Ninteenth century world probably didn't much know about relaxation techniques like meditation or yoga. Like all other FD's major characters, the narrator here could have found the use of such technique. His problem is that he is too conscious, thinks too much of what goes around him (the opposite of absent-mindedness). What do you and I think when one finds an apple lying around:

"oh! here is an apple. It looks good. I may eat it if I get hungry."

Now, what will the narrator of these notes will think:

"Oh! here is an apple. It is red in color. It was probably grown somewhere in some farm. It looks good. I may eat it ... but what if it is bad? what if it is poisioned? what if somebody is trying to kill me? But may be I'm overreacting. May be it is not poisonous .... but why is it staring at me, I swear it is staring at me, I should throw this out" *throws it out*

This overthinking atitude is quite good when he is writing ancedotes - in fact those ancedotes in the begining are incredible. The book has THE best begining I have ever come across. In one place in first few chapters, for exmaple, he tells you why Huxley's Brave New World or a utopia based on rationalism (Zamyatin's We) won't satisfy people:

As far as my personal opinion is concerned, to care only for well-being seems to me positively ill-bred. Whether it's good or bad, it is sometimes very pleasant, too, to smash things. I hold no brief for suffering nor for well-being either.

Still the problem comes with the social contact. The apple example was an exaggeration to extent that apple was not a human being. First half is full of author's beautiful ramblings but it is when goes out in society we see his real problem. He thinks too much while around people, keeps collecting bad thoughts while forgetting good ones.

Man only lives to count his troubles, he doesn't calculate his happiness.

This thus makes him paranoid believing that all the world is watching and judging him.

"I am alone, I thought, and they are everybody."

Thus he is quick to get excited and to be willing to take meaningless fights.

SpoilerEven if he is not pranoid like in the climax, the anticipation of being in society for a long time is enough to make him go mad.


Thus he ends up living alone in the underground. His frustration in not being able to part of society makes him spiteful.

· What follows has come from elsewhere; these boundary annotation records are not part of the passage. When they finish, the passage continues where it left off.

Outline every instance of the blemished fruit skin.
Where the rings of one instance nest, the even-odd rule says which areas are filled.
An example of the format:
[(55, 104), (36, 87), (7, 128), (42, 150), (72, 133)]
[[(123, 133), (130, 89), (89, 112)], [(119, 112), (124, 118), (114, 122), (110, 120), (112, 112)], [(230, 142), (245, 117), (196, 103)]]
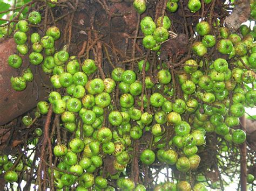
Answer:
[[(250, 21), (256, 18), (256, 3), (251, 1)], [(111, 2), (107, 2), (109, 6), (123, 3)], [(125, 2), (126, 5), (130, 3), (120, 2)], [(38, 74), (35, 67), (41, 67), (40, 71), (50, 79), (51, 87), (42, 81), (42, 86), (47, 86), (48, 96), (19, 119), (22, 130), (26, 127), (26, 132), (32, 136), (26, 143), (22, 140), (22, 143), (34, 145), (34, 150), (38, 147), (36, 152), (47, 148), (47, 165), (43, 168), (42, 178), (51, 189), (52, 183), (58, 190), (206, 191), (208, 187), (219, 188), (216, 182), (207, 182), (206, 187), (203, 183), (205, 180), (198, 180), (197, 173), (205, 165), (200, 162), (205, 162), (202, 154), (211, 148), (209, 144), (219, 143), (219, 145), (212, 147), (217, 151), (228, 152), (228, 157), (230, 157), (246, 142), (247, 132), (239, 129), (239, 118), (246, 114), (245, 108), (256, 105), (253, 86), (256, 26), (251, 30), (251, 26), (242, 25), (236, 32), (230, 31), (224, 26), (227, 26), (223, 24), (226, 16), (220, 18), (218, 15), (217, 9), (226, 8), (224, 3), (211, 3), (212, 0), (161, 2), (161, 5), (158, 2), (151, 4), (150, 1), (134, 0), (133, 12), (129, 11), (126, 15), (114, 13), (110, 6), (107, 9), (104, 1), (102, 4), (99, 1), (109, 15), (110, 23), (121, 18), (127, 23), (131, 16), (137, 17), (137, 22), (132, 20), (132, 24), (137, 23), (136, 26), (130, 23), (132, 31), (122, 32), (127, 45), (123, 46), (125, 48), (123, 54), (122, 48), (114, 48), (112, 45), (116, 42), (112, 43), (110, 38), (114, 39), (115, 37), (110, 36), (108, 44), (104, 43), (105, 35), (104, 40), (97, 39), (96, 33), (105, 34), (100, 31), (103, 29), (85, 29), (85, 33), (76, 31), (73, 25), (71, 31), (67, 25), (65, 32), (68, 33), (63, 34), (62, 27), (51, 26), (55, 23), (51, 18), (57, 16), (55, 18), (60, 19), (60, 16), (55, 15), (60, 14), (66, 6), (65, 2), (58, 0), (43, 3), (46, 11), (39, 9), (38, 5), (30, 4), (31, 9), (38, 12), (30, 9), (26, 16), (19, 13), (19, 18), (16, 18), (19, 12), (15, 12), (7, 26), (0, 26), (0, 38), (13, 35), (16, 46), (14, 54), (6, 60), (8, 67), (17, 74), (10, 78), (12, 89), (19, 91), (27, 86), (34, 88), (37, 82), (33, 82), (34, 75)], [(232, 1), (227, 6), (231, 10), (235, 3)], [(167, 10), (158, 13), (158, 8), (164, 5)], [(156, 17), (151, 18), (154, 9)], [(73, 13), (76, 16), (77, 12)], [(123, 15), (111, 18), (116, 14)], [(216, 19), (210, 22), (210, 17), (215, 16)], [(184, 17), (184, 23), (179, 23), (177, 17)], [(13, 18), (15, 20), (11, 20)], [(182, 32), (182, 27), (177, 27), (179, 24), (184, 25)], [(111, 26), (116, 29), (114, 25)], [(64, 39), (71, 32), (71, 39)], [(79, 35), (73, 35), (77, 32)], [(129, 36), (132, 33), (135, 35)], [(183, 35), (187, 41), (180, 41), (185, 39)], [(89, 38), (83, 44), (84, 46), (86, 43), (85, 54), (77, 54), (82, 46), (80, 39), (84, 36)], [(74, 37), (80, 40), (74, 41)], [(176, 49), (178, 46), (174, 42), (181, 47)], [(168, 43), (171, 52), (166, 51)], [(74, 45), (77, 48), (74, 48)], [(132, 52), (130, 49), (132, 47)], [(187, 50), (183, 49), (186, 48)], [(26, 57), (29, 63), (25, 61)], [(45, 145), (49, 117), (49, 139)], [(42, 145), (46, 145), (45, 148)], [(51, 151), (54, 161), (48, 161)], [(23, 157), (16, 161), (18, 155), (4, 154), (5, 152), (0, 151), (0, 174), (8, 188), (15, 182), (28, 181), (24, 178), (28, 177), (26, 174), (33, 172), (33, 168), (40, 168), (38, 164), (44, 162), (38, 158), (32, 165), (31, 159)], [(210, 154), (212, 156), (215, 153)], [(223, 157), (218, 159), (221, 165)], [(52, 165), (55, 167), (51, 168)], [(167, 178), (154, 185), (154, 188), (149, 179), (148, 185), (143, 185), (147, 176), (145, 169), (152, 171), (164, 165), (172, 165), (181, 176), (175, 175), (170, 181)], [(250, 162), (247, 165), (251, 165)], [(247, 181), (253, 186), (255, 178), (250, 173), (253, 173), (248, 167)], [(154, 173), (150, 174), (154, 176)], [(191, 174), (196, 176), (190, 182), (187, 176), (191, 179)], [(138, 180), (133, 177), (135, 175)]]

I got to the point of feeling a sort of secret abnormal, despicable enjoyment in returning home to my corner on some disgusting Petersburg night, acutely conscious that that day I had committed a loathsome action again, that what was done could never be undone, and secretly, inwardly gnawing, gnawing at myself for it, tearing and consuming myself till at last the bitterness turned into a sort of shameful accursed sweetness, and at last--into positive real enjoyment! Yes, into enjoyment, into enjoyment! I insist upon that.

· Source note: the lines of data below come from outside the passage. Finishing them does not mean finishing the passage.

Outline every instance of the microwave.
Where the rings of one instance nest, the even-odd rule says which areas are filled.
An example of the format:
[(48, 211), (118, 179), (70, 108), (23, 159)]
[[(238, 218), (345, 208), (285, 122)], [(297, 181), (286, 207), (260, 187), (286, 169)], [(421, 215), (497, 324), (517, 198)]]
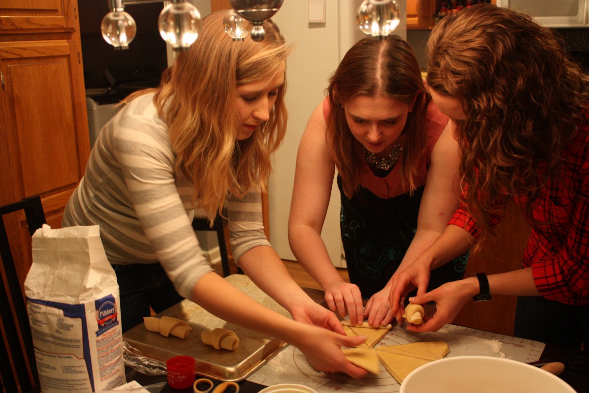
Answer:
[(547, 27), (589, 27), (589, 0), (497, 0), (497, 5), (520, 11)]

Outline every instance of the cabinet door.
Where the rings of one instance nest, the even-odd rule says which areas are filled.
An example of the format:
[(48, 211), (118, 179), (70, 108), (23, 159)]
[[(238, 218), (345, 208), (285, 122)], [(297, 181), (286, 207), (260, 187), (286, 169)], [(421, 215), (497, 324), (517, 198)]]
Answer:
[(0, 42), (3, 176), (17, 199), (42, 196), (46, 214), (65, 205), (90, 154), (78, 48), (70, 40)]
[[(75, 0), (2, 0), (0, 32), (6, 34), (73, 29), (77, 19), (77, 8)], [(70, 9), (73, 12), (68, 12)]]

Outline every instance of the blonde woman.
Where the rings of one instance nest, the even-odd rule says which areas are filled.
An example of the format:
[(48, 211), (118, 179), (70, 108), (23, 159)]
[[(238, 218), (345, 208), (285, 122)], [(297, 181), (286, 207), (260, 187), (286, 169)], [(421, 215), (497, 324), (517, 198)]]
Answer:
[[(160, 312), (186, 298), (293, 344), (319, 370), (362, 377), (340, 346), (363, 339), (346, 337), (335, 315), (302, 291), (264, 235), (260, 190), (286, 127), (289, 46), (271, 22), (262, 42), (233, 42), (224, 12), (204, 19), (160, 87), (130, 97), (104, 127), (63, 224), (100, 226), (124, 330), (141, 323), (150, 306)], [(194, 211), (212, 218), (224, 207), (236, 261), (305, 323), (253, 301), (206, 262), (191, 226)]]

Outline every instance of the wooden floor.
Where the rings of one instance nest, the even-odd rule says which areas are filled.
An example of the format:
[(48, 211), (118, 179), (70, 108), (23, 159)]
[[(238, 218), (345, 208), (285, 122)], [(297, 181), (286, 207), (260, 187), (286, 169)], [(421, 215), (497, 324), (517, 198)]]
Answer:
[[(315, 288), (316, 289), (321, 289), (321, 287), (317, 283), (312, 277), (311, 277), (308, 273), (307, 273), (302, 266), (299, 264), (298, 262), (292, 261), (292, 260), (283, 260), (284, 263), (284, 266), (286, 266), (287, 270), (288, 270), (289, 273), (290, 273), (290, 276), (294, 280), (295, 282), (299, 284), (301, 286), (307, 287), (308, 288)], [(216, 263), (213, 265), (213, 267), (217, 271), (220, 275), (221, 274), (221, 264)], [(231, 270), (231, 274), (234, 274), (237, 272), (237, 268), (235, 265), (235, 263), (230, 264), (230, 269)], [(342, 276), (342, 278), (346, 281), (346, 282), (349, 282), (350, 279), (348, 275), (348, 270), (345, 269), (338, 269), (337, 272)]]

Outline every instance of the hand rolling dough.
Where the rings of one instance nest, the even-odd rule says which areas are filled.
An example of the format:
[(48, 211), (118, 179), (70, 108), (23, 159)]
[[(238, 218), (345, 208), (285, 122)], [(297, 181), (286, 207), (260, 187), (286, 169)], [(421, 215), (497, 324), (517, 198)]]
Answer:
[(420, 325), (423, 322), (424, 315), (425, 311), (423, 306), (419, 304), (410, 304), (405, 307), (405, 313), (403, 314), (403, 318), (409, 323)]
[(162, 316), (158, 318), (155, 316), (143, 317), (143, 323), (145, 329), (150, 332), (159, 333), (164, 337), (170, 335), (184, 339), (188, 337), (188, 334), (192, 328), (185, 321), (171, 316)]
[(380, 372), (378, 355), (371, 348), (349, 348), (342, 349), (350, 363), (377, 375)]
[(221, 328), (213, 329), (212, 331), (204, 331), (200, 335), (203, 344), (210, 345), (216, 349), (235, 351), (239, 346), (239, 338), (235, 332)]

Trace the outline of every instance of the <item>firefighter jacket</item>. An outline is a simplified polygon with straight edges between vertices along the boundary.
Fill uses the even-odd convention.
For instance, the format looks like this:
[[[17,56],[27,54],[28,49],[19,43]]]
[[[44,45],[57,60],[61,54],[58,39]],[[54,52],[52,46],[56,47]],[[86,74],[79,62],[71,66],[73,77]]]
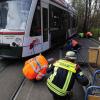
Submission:
[[[65,96],[72,89],[75,79],[82,85],[88,84],[88,79],[79,66],[66,60],[56,61],[47,72],[52,72],[47,79],[47,86],[51,92],[59,96]]]

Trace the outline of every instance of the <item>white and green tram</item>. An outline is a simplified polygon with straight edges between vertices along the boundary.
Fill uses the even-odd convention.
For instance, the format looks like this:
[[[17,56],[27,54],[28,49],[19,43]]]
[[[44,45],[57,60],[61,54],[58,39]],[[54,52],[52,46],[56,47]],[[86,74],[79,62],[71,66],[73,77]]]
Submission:
[[[64,0],[0,0],[0,56],[20,58],[59,44],[75,28]]]

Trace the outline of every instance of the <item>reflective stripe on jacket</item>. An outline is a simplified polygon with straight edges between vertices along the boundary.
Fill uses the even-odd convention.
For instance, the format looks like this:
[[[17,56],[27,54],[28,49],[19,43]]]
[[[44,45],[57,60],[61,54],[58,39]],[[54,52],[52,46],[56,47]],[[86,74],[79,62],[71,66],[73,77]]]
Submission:
[[[57,70],[58,69],[59,69],[59,67],[55,67],[54,68],[54,73],[51,74],[51,76],[47,80],[47,86],[54,93],[56,93],[56,94],[58,94],[60,96],[65,96],[66,93],[67,93],[67,89],[68,89],[68,86],[69,86],[69,83],[70,83],[70,80],[71,80],[71,77],[72,77],[73,72],[68,71],[68,74],[66,76],[65,83],[64,83],[63,87],[60,88],[60,87],[58,87],[57,85],[55,85],[53,83],[53,80],[54,80],[54,78],[55,78],[55,76],[57,74]]]
[[[64,69],[67,69],[73,73],[76,73],[76,64],[70,62],[70,61],[67,61],[67,60],[58,60],[57,62],[55,62],[53,64],[55,67],[61,67],[61,68],[64,68]]]

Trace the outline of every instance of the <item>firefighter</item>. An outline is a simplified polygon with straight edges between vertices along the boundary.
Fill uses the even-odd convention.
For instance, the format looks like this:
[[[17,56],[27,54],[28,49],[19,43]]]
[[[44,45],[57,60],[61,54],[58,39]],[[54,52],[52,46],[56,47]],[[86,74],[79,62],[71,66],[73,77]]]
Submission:
[[[75,52],[68,51],[65,59],[60,59],[49,66],[47,73],[47,87],[54,100],[70,100],[68,95],[73,88],[75,79],[82,85],[88,85],[89,81],[83,74],[80,66],[75,64]]]
[[[38,55],[25,62],[23,74],[29,80],[42,80],[48,68],[48,62],[43,55]]]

The circle ends with him all alone once again which proves that loneliness is self-reproducing.

FD felt a need to point out through an author's note in the begining of the book that though this person is all imagination there do exist such persons in real life. This is how ahead of his times he was - I don't think anybody else could have noticed, leave alone graph so brilliantly, such a personality type. Incredible.